This is for chronic so thats great, I think I'd prefer the Japanese one
http://www.jneuroengrehab.com/content/pdf/1743-0003-9-36.pdf
Background
Impairment of upper limb function is one of the most common sequelae following stroke; in
particular arm function is found to be altered in 73% to 88% of first time stroke survivors
(infarctions only), and 55% to 75% still experience problems that impair their activities of
daily living for up to 3 to 6 months or more [1,2].
Impairments limit the patient’s autonomy in daily living and may lead to permanent disability
[3]. The deficits are typically characterized by weakness of specific muscles [4], lack of
mobility between structures at the shoulder girdle [5], incorrect timing of components within
a movement pattern [6,7] and loss of interjoint coordination [8]. Consequently goal directed
movements in hemiplegic patients are characterized by lower movement amplitude,
prolonged movement time, segmented trajectories and abnormal pattern of muscle activation.
Compensatory motor strategies, characterized by adaptations to muscle imbalance [9], are
commonly adopted by stroke patients in attempt to overcome these impairments.
Various rehabilitation interventions to improve skill reacquisition have shown promising
results in overcoming motor impairment after stroke [10].
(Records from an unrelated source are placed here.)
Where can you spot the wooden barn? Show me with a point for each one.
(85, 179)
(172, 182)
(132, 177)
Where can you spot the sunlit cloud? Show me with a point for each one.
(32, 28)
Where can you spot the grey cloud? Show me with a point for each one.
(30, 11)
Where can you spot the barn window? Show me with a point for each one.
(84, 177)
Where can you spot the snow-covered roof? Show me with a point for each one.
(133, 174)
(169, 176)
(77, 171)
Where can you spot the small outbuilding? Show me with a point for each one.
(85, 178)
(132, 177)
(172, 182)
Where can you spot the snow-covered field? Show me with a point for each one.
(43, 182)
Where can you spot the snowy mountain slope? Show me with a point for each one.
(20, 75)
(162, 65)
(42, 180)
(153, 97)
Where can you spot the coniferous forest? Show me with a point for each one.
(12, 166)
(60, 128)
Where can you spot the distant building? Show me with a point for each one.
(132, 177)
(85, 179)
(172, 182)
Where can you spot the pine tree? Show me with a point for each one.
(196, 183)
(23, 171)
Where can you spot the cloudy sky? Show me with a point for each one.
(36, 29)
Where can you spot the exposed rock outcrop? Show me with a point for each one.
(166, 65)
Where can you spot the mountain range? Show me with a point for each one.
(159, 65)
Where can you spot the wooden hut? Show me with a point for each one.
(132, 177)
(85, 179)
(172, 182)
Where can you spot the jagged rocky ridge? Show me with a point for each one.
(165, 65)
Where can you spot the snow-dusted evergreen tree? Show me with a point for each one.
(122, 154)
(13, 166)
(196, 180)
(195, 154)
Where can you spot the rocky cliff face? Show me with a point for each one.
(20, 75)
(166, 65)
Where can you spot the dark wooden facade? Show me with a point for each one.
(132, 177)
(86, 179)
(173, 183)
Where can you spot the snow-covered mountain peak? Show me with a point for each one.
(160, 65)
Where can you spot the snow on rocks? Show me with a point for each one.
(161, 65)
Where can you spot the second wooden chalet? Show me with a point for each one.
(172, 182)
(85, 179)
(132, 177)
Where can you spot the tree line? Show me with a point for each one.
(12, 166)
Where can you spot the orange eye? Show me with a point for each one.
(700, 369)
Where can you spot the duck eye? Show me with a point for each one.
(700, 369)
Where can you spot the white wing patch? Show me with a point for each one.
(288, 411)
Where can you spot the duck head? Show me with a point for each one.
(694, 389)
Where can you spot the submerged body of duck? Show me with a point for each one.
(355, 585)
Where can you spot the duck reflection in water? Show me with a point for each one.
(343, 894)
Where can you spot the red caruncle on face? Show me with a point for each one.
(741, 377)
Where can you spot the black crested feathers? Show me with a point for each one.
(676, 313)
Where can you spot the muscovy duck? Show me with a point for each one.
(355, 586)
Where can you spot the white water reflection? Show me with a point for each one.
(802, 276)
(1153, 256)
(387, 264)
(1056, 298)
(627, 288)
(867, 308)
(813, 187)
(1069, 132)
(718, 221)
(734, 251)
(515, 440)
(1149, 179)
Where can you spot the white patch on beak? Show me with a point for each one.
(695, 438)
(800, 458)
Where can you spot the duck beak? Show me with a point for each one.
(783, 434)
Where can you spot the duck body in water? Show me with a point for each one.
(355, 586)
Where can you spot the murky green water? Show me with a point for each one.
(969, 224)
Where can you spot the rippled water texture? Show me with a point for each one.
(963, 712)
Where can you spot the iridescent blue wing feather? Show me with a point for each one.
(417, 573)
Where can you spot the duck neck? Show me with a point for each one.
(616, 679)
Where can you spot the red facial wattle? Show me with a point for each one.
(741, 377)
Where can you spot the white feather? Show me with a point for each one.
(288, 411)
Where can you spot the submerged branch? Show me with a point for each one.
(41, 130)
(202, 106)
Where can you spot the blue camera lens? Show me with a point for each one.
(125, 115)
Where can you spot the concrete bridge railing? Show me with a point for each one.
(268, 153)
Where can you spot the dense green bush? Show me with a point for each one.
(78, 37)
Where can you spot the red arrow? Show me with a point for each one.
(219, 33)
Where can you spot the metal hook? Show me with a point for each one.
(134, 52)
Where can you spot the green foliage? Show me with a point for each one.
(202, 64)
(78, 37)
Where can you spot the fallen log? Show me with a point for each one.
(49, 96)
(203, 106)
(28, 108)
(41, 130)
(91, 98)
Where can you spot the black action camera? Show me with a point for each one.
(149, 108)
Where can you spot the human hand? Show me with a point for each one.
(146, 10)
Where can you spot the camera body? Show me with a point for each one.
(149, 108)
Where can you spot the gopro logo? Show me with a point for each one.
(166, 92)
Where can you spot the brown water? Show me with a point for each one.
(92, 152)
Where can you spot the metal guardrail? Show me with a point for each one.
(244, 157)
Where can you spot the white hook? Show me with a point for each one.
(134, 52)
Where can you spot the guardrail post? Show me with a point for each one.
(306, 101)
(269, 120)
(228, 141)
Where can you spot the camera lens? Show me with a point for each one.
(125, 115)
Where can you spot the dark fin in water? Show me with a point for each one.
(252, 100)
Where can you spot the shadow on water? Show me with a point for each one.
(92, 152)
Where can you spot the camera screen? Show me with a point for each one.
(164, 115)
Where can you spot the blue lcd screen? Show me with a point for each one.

High intensity and task specific upper limb treatment consisting of active, highly repetitive
movement is one of the most effective approaches to arm function post-stroke restoration
[11-13]. Recent studies moreover suggest that given appropriate training, motor
improvements of the upper limb can continue well into the chronic stage of stroke [14-16].
The use of robot devices in rehabilitation can provide high intensity, repetitive, task specific
and interactive treatment of the impaired upper limb and an objective, reliable mean of
monitoring patients progress. Systematic review confirms the potential for robotic assisted
devices to elicit improvements in upper limb function [17,18]. Moreover virtual reality
provided a unique medium where therapy can be provided within a functional, purposeful and
motivating context and can be readily graded and documented [19]. The cortical
reorganization and associated functional motor recovery after virtual reality in patient with
chronic stroke are documented also by fMRI [20].
While several studies have already investigated the effects of robot assisted training in planar
movements performed in the horizontal plane [21], the effect of training on the control and
production of multi-joint and spatial functional arm movements, including movements
against gravity, in hemiparetic subjects has received less attention.
It has been already shown that stereotyped movement patterns [8] due to abnormal muscle
co-activation result in a reduced active range of motion against gravity. In particular
providing antigravity limb support, leads to a reduction of the abnormal coupling between
shoulder abduction/elbow flexion [22] and promising results have been found in the robotic
training of patients with antigravity vertical movements that involve shoulder elevation [23].
Moreover orthoses providing only passive gravity assistance to the arm in reaching
movements can induce comparable clinical improvements to those obtained with robotic
training [24].
In this study we have investigated the effects of robot aided training on the recovery of spatial
reaching movements, with a focus on point-to-point reaching movements performed in
different directions, analysing how muscle imbalance in stroke influences the process of
motor recovery in terms of regain of smooth movement, interjoint coordination and
agonistic/antagonistic muscle recruitment.
A robotic treatment was administered through the L-EXOS [25,26], a robotic exoskeleton for
the upper limb, in a group of nine patients with chronic hemiparetic stroke. Exoskeleton
robotic systems allow to execute full spatial multi-joint functional arm movements, including
elevation movements with shoulder abduction, providing either variable gravity support or
active assistance to the impaired arm [27].
To assess the carry-over of the observed improvements in movement during training into
improved function, changes in movement execution and smoothness of motion were analysed
through a kinesiologic assessment, consisting in the motion and dynamic electromyographic
analysis of reaching movements performed before and after training.
The kinesiologic performance (movement time, smoothness of motion) was then analysed in
relation to the changes in the EMG pattern of agonist–antagonist muscle co-activation and
shoulder-elbow interjoint coordination.